Assegedech (B), an Amhara from Menz speaking Amharic with accent (e) and has a tattoo in her neck areas (d), which connotes she is from the countryside and thereby exposing her to ridicule.
Conclusion: Chaltu and Assegedech both have tattoo in their neck areas and both are harassed in Addis Ababa for this reason. Therefore, Chaltu’s harassment has nothing to do with her Ormoness.
Just because both are ridiculed and laughed at because of their niqisat, the writers want us to believe that both are equally situated and the ultimate consequence they face as a result of their situation is similar. This is a typical false equivalence and a logical fallacy – which describes a situation as apparent equivalence, when in fact, there is none. It is often used by apologists attempting to justify or excuse certain discrimination and disparate treatments.
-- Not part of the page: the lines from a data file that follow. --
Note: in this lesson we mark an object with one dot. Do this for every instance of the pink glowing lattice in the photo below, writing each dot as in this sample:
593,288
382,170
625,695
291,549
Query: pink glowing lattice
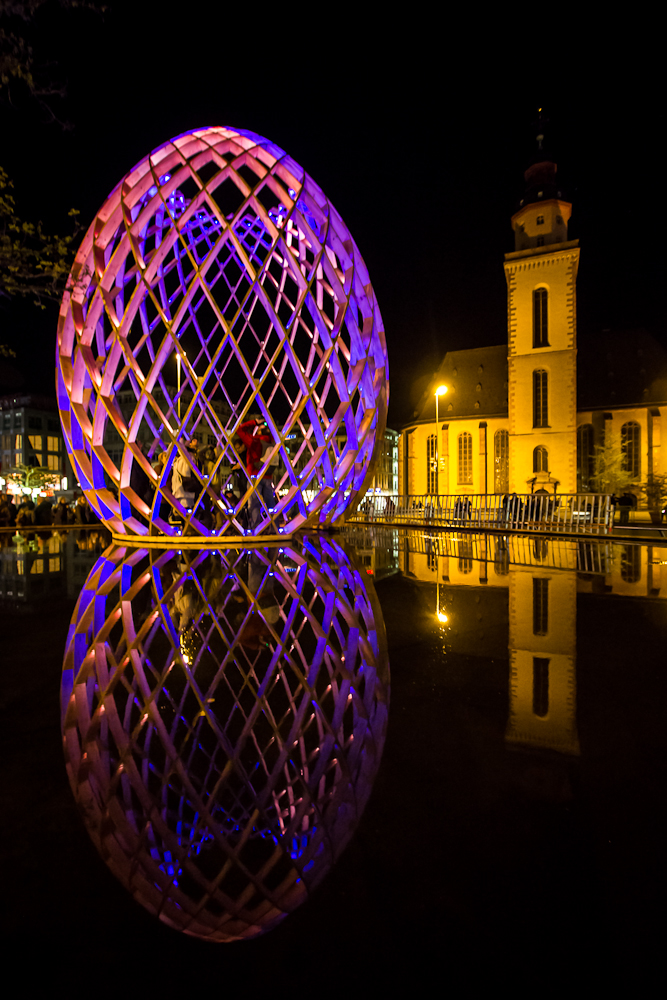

The other way of perpetuating this fallacy is to present as equivalent one shared trait between the two subjects. For example if both are teased because of language related issues (Chaltu because she is Oromo and spoke Amharic with Oromo accent, and Assegedech because she had Menze accent), our apologist conclude equivalence between these two situations. The magnitude of the teasing, and most importantly, the consequence of “changing” as a result of the harassment, is not considered by them. But, if you go a little deep, there is no equivalence between the two conditions at all. Leaving aside the incomparable magnitude of teasing that Chaltu as an Oromo has to endure compared with Assegedech who comes to Addis from Menz, the consequence is dramatically dissimilar. Assegedech by changing her accent to conform to Addis Ababa accent will not have to change her language. She is not forced to change her culture and way of life, and most of all her identity and ethnicity, will still remain Amhara. The change she is asked to make pales in comparison to the metamorphosis Chaltu is required to undergo to conform. Chaltu, through the harassment, is forced to forget her language, culture, and way of life, and hate her identity. Because identity is one of several fundamental human needs, Chaltu, through this forced assimilation, is losing who she is by and large. Assegedech is asked to make changes on the periphery, while Chaltu is asked to change her core – who she is. Therefore, there is no equivalency between the two.
It’s so sad that most of these apologist writers, due to the role they assigned for themselves as protectors of the legacy of the Amahra domination, failed to sympathize with a human misery. The system of domination, the bullying and harassment of the students at school and society killed this once promising, vivacious beautiful girl. The story is even beyond the depiction of the Oromos forced assimilation, it is also on different level about the story of an individual’s suffering and struggle – a story about an individual who is caught between two systems and does not know how to cop. Because they were blinded by the defense of the old order, they could not even for a moment empathize with Chaltu’s agony as a person. What makes these people so callous and indifferent to such sad story? I have no clear answer, but to surmise that the fear of the Oromo, or Oromo phobia, a term popularize by Jawar, has something to do with it.